Once again let’s be clear. No one is suggesting that the people who carry out the administrative tasks of such a collective project not be compensated for their work. Of course they should. What is being suggested is that no one profits from their work. But in our current health care system a tiny few profit very handsomely from the work of many. And keep in mind that every dollar of profit that an insurance company takes in is a dollar that is not being spent on medical care and the disbursement of its costs. The insurance profiteers are the net mongers of the insurance system. They contribute nothing to its administration; they take their pound of flesh by virtue of the stranglehold they have on our medical economy.

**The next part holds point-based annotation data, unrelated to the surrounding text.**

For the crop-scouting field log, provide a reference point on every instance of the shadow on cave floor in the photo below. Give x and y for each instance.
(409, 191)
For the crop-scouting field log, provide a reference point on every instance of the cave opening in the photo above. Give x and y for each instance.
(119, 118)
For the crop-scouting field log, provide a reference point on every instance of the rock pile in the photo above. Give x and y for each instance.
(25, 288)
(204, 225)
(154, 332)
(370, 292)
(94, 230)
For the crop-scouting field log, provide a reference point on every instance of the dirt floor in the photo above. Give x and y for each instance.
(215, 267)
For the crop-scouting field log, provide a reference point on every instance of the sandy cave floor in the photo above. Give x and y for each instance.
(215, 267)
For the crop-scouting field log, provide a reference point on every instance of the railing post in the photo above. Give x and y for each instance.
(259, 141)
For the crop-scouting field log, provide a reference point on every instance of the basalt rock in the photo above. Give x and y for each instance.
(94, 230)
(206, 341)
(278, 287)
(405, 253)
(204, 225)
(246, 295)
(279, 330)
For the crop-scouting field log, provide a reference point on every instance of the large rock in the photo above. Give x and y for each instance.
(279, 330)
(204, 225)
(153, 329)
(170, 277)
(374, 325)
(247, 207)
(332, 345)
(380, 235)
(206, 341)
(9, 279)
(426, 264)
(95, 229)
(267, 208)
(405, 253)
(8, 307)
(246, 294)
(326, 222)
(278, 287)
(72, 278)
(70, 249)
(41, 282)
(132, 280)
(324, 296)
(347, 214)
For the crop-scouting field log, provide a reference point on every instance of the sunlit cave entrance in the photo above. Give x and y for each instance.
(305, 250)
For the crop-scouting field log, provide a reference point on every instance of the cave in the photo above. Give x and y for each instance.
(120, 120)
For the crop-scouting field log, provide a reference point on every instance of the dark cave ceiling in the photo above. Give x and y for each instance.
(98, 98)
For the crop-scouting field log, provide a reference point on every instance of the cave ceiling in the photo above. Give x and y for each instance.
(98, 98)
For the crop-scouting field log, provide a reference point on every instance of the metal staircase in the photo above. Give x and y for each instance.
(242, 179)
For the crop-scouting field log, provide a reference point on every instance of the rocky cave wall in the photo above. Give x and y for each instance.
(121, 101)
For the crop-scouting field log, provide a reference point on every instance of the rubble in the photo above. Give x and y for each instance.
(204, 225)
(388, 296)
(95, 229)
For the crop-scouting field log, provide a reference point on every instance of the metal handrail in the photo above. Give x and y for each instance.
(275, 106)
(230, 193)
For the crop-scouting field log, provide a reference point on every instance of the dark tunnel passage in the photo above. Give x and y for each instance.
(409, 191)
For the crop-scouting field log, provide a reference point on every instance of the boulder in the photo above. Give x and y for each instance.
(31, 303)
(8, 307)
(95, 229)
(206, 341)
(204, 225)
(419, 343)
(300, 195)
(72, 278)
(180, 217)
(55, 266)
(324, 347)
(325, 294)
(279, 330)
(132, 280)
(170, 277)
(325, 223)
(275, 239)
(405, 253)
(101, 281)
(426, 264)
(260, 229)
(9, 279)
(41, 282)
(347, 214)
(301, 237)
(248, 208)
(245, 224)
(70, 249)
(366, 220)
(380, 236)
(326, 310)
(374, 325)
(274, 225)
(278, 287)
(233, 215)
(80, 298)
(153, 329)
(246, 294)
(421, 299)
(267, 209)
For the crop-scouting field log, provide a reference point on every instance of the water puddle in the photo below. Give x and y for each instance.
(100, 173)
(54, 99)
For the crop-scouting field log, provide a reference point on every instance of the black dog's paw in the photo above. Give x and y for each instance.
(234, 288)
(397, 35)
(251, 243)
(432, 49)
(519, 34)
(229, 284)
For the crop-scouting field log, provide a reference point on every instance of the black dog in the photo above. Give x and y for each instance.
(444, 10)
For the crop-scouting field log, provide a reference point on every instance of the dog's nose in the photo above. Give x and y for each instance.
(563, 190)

Now back to those insurance bureaucrats whose function it is, first and foremost, to insure not the beneficiaries who are its policyholders, but the profits of the insurance corporations for which they work. And the way they do this is by denying as many claims as they can. Not only is this a patent travesty of the health care system, but the costs of their efforts deal a crippling blow to the ends they allegedly serve. It is estimated that thirty-eight cents of every dollar of premium collected by a private health insurance company is expended on operating costs. Some of this is paid to brokers and agents in the form of commissions. Most is used to fund a bureaucracy whose primary function is to form a wall between a policyholder’s claim and the insurance company’s cash. The first is simply a waste. The second is an unmitigated evil. Compare this to the eight percent of operating costs expended by Medicare. By a rough back-of-the-napkin calculation I estimate that fully fifty percent of an insurance company’s premiums goes to profits and to the costs of padding those profits by the denial of claims. To paraphrase Ronald Reagan, insurance companies are not the solution to our health care problems, they are the problem.